Il nodo sta nella capacità di negoziare. «Come far rispettare, per esempio, il mio bisogno di concentrazione se devo occuparmi sempre io dei bambini e della casa?» domanda Laura Zanfrini, ceo della società di consulenza di ZaLa Consulting e docente di Happy Hour 24 di 24Ore Business School. «Con l’attitudine femminile del “mi immolo pur di tenere sotto controllo tutto” il rischio burn-out è serio. Ma la famiglia è la prima palestra in cui riconoscere ed esercitare i propri diritti».
Puntiamo sulle nostre soft skills
Certo, adesso è difficile aver la lucidità per reimpostare l’organizzazione domestica. Come evitare di vivere in apnea? «In un mese abbiamo affrontato una somma di cambiamenti che di solito richiedono anni. Ci aiuta esercitare varie forme di agilità psicosociale, in cui siamo già brave» suggerisce Laura Zanfrini. «Dai discorsi che sento in questi giorni, mi rendo conto che di solito un uomo è meno abituato a gestire la situazione se gli spunta un figlio dietro il pc mentre lui sta parlando con il suo capo». Non solo. «Sono convinta» aggiunge Falcomer «che, tanto ora quanto nel periodo complesso che ci aspetta dopo, il contributo delle donne sia fondamentale, prezioso per le soft skills che esprimono, quali resilienza e capacità di collaborare».
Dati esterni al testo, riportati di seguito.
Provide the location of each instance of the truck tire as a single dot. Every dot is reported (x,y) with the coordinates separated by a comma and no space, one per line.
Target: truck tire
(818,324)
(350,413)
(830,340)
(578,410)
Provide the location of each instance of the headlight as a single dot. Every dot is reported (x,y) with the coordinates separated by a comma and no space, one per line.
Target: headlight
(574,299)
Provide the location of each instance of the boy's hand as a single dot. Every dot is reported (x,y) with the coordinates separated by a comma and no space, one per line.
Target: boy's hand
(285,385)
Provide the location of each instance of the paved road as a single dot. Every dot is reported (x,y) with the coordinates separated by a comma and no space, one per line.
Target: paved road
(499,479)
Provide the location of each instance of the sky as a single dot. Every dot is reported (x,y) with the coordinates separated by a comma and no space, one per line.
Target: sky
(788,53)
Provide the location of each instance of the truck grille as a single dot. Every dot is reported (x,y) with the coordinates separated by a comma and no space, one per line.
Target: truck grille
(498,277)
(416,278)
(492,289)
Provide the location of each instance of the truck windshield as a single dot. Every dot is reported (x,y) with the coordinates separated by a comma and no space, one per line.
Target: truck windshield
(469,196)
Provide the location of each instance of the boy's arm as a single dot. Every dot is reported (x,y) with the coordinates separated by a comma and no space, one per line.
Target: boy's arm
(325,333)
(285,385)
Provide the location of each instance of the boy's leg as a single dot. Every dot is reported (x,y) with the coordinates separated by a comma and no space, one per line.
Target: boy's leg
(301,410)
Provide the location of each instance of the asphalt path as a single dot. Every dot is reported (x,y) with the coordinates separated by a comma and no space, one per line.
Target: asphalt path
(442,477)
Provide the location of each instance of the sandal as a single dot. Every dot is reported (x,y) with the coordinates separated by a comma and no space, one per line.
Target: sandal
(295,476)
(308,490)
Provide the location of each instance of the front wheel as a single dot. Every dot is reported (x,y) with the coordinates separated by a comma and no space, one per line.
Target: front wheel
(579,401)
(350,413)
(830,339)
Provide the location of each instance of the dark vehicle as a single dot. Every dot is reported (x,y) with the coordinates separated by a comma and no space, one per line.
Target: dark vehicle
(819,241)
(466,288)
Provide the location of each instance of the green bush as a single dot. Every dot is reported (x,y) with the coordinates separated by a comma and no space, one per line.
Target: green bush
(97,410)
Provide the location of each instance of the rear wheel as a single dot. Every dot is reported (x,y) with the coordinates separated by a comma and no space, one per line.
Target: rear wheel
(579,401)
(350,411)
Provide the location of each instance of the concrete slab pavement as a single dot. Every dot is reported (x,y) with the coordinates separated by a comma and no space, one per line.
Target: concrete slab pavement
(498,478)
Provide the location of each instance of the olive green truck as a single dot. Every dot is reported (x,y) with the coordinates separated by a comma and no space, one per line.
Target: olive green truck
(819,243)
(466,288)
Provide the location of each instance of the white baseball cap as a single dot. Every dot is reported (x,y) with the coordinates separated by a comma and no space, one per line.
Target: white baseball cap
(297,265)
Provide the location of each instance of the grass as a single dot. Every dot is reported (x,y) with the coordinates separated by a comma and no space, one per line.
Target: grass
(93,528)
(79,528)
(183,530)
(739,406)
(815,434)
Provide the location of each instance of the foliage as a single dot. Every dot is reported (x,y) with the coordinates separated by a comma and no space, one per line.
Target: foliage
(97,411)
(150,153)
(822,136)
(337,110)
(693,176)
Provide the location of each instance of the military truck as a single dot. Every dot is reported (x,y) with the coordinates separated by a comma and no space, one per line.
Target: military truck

Prepariamoci a nuove richieste di flessibilità
Se le doti empatico-manageriali ci possono aiutare dentro casa, come ci riaccoglierà il mondo (lavorativo) là fuori? «Il coronavirus colpisce in modo trasversale e globale, ma non illudiamoci che le sue conseguenze sociali saranno neutrali dal punto di vista del genere» avverte Renata Semenza, professoressa di Sociologia economica e del lavoro all’università degli Studi di Milano e autrice con Anna Mori di Lavoro apolide (Feltrinelli).
«I gruppi più fragili pagheranno di più, e le donne lo sono: il 50% di loro non ha un’occupazione o ce l’ha in nero. Laddove l’home working sta funzionando, è possibile che le aziende lo tengano in piedi anche superata l’emergenza. Il rischio, però, è che applichino questa formula contrattuale prevalentemente alle donne. Sarebbe un cosiddetto “privilegio handicappante”, ovvero quella che appare una situazione favorevole – conservi il posto e segui i figli – ti ghettizza: resti isolata dai colleghi, hai meno possibilità di carriera».
Le imprese possono usare il lavoro da remoto come strumento di flessibilità, con diverse conseguenze: «Davanti a una grande crisi c’è il pericolo che alcune posizioni possano trasformarsi in tagli o contratti precari. Le aziende più lungimiranti potrebbero invece cogliere l’opportunità per conciliare le loro esigenze di flessibilità con quelle di work-life balance dei dipendenti».
Quanto siamo diventati “agili” in italia
«Tramite una ricerca realizzata l’anno scorso con Doxa abbiamo calcolato che 570.000 persone in Italia facevano smart working» dice Fiorella Crespi, direttore dell’Osservatorio smart working del Politecnico di Milano. «Preciso che quel dato si riferiva ad aziende con più di 10 dipendenti e lasciava fuori tutte le partite Iva. Fare un quadro preciso è ora impossibile perché è una realtà ancora in forte evoluzione. Di certo, le aziende che avevano già implementato forme di lavoro agile lo hanno esteso a molti o a tutti i dipendenti e anche alcune piccole e medie imprese si stanno attrezzando. La stessa Pubblica amministrazione, settore con una forte presenza femminile, ha adottato forme massicce di smart working, soprattutto per quanto riguarda ministeri e Regioni».